For how CEO-defined quality compounds into shipping speed as an organization scales, see Growing Software Quality.
Where to Start
Here are some ideas you can try before our next roundtable.
- Move the source of truth out of the model. GitHub Issues, Linear, a shared doc — anywhere the AI can read state in and write state out without carrying it in context.
- Train the brief. Iterate on the skill that produces your morning memo until the five questions it asks are ones only you can answer.
- Cross model boundaries on review. Author with one model, review with another. The principle is distance; the implementation is whichever pair you have access to.

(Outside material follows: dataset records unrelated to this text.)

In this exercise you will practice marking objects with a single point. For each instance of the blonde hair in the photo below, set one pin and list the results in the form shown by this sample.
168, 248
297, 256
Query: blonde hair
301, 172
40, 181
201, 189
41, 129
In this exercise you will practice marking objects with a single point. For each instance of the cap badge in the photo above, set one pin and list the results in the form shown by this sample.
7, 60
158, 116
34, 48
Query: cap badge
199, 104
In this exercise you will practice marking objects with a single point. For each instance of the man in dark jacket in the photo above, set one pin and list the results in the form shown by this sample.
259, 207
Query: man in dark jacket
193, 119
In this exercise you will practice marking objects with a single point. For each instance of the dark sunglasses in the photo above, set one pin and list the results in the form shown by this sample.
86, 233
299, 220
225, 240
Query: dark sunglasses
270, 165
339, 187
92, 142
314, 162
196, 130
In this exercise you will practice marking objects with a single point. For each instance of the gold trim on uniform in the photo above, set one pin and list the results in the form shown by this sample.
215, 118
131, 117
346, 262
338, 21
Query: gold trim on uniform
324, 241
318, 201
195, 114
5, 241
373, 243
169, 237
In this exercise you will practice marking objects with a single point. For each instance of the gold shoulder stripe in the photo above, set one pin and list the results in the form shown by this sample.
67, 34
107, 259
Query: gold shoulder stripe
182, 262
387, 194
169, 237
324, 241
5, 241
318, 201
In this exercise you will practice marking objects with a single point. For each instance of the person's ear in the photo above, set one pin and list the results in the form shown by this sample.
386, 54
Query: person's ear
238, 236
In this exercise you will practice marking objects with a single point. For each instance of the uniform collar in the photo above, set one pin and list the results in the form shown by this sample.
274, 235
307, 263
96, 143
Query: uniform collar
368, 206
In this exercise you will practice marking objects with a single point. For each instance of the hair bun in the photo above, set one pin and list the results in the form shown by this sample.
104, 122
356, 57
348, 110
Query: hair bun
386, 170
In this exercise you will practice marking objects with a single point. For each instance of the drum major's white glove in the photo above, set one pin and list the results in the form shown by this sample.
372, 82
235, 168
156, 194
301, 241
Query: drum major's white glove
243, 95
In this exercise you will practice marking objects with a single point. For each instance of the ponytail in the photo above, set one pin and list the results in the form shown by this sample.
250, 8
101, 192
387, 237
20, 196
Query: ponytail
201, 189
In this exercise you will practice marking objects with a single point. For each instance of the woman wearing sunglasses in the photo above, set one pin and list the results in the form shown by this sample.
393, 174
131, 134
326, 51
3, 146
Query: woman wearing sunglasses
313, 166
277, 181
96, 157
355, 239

- Buy a button. A Stream Deck Mini, a programmable keyboard, or anything that converts a keyboard shortcut into a visible affordance. Build a habit of dictating instead of typing.
- Pick the right interface for your buyer. If your customers are non-technical, every workflow that ends in CLI or Git is a market you're not selling into. Build for a metaphor that your customers will understand, or get pushed out by something that does.
- Define quality for your organization. Write it down. Show it to engineering, marketing, and support. If they disagree on what it means, you've found your real problem.
Resources From the Roundtable
- Astro — static site framework Claude can read and write directly; foundation for the friction-free marketing-team workflow.
- Wispr Flow — voice-to-text dictation tool used in the cognitive-interface pattern; one-year subscription removes the optimization spiral.
- Stream Deck Mini — Elgato hardware (~$60) with programmable buttons; the dictate button pattern.
- Tailscale — VPN that creates a fake LAN between devices; foundation for the iPhone-screen-sharing prototype.
- GitHub Issues — the external source-of-truth layer in the graveyard-shift pattern.
- Claude Code — Anthropic's coding agent; the primary author in the author/reviewer split.
- OpenAI Codex — OpenAI's coding agent; the primary reviewer in the same split.